Bisogna sperare, continuare a bussare, come quella donna del Vangelo, che, volendo giustizia, continua ad assillare il giudice che alla fine, pur di liberarsi di lei, decide di agire. Occorre fare lo stesso: continuare a bussare a tutte le porte.  Ci sono dei momenti di rabbia, ma bisogna ricordare che la colpa è di noi uomini. A tante persone che mi chiedono perché Dio permetta certe cose rispondo che Lui non è un burattinaio, altrimenti verrebbe meno a ciò che è, a ciò che ha promesso: ci ha dato la coscienza e la libertà. Sono le conseguenze delle nostre scelte che generano quello che sta succedendo. Noi ci dobbiamo assumere fino in fondo la responsabilità della nostra libertà, dobbiamo continuare a sperare e a seminare il bene. Bisogna che tutti comprendano che i diritti dei più deboli non sono diritti deboli.”

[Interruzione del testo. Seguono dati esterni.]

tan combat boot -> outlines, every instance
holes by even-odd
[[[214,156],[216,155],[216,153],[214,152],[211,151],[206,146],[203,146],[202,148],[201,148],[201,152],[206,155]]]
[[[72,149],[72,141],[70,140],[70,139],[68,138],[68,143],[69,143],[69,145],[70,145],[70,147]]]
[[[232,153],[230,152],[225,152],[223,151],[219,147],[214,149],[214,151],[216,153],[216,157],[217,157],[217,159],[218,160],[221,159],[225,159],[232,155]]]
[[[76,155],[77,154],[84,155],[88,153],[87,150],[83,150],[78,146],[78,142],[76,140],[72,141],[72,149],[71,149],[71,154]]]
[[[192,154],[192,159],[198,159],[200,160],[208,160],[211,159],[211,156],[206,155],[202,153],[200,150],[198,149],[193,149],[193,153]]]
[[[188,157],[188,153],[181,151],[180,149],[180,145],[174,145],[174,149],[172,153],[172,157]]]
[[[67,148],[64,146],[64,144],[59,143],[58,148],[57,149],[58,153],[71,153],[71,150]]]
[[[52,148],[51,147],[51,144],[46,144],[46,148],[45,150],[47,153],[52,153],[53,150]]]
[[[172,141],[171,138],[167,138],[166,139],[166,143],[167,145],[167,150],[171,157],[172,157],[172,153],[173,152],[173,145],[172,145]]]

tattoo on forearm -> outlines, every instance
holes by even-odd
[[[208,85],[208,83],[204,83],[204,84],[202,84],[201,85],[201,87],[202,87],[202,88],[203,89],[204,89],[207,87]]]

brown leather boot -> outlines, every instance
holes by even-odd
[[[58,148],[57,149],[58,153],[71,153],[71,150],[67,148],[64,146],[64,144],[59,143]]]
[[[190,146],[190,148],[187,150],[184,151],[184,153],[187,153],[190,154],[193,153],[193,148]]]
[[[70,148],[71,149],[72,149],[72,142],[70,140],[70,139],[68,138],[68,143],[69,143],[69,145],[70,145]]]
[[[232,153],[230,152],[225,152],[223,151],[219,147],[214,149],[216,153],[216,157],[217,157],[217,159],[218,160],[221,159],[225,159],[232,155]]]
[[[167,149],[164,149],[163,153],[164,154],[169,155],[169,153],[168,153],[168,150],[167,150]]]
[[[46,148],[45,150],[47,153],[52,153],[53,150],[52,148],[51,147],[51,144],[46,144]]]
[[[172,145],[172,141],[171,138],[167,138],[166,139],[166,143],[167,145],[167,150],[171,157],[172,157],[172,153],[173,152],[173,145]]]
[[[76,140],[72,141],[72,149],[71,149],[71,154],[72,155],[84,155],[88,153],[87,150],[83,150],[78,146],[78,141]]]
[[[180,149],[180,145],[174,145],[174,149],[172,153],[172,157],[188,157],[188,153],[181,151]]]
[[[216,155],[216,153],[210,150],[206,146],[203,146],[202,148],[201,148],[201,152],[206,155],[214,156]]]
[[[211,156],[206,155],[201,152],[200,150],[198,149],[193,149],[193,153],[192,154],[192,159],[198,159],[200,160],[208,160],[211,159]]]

La guerra nella regione del Tigrai, ha investito anche gli eritrei rifugiati in quella parte del territorio etiope, dopo essere fuggiti dalla dittatura di Asmara. Lo si apprende dal blog dell’Agenzia Habeshia. Sono tantissimi: circa 96 mila, più della metà degli eritrei che hanno chiesto e trovato aiuto in Etiopia a partire dal 2001. Ma oggi c’è pericolo di una vera e propria deportazione di massa, le cui vittime rischiano di diventare dei “desaparecidos” introvabili.

Eppure l’attuale Primo Ministro etiope Abiy Ahmed Ali, di etnia oromo, nel 2019 era stato insignito del Premio Nobel per la Pace.ma ”Nel Tigray c’è un genocidio in corso”: cosi’ oggi parla l’opposizione ad Abiy.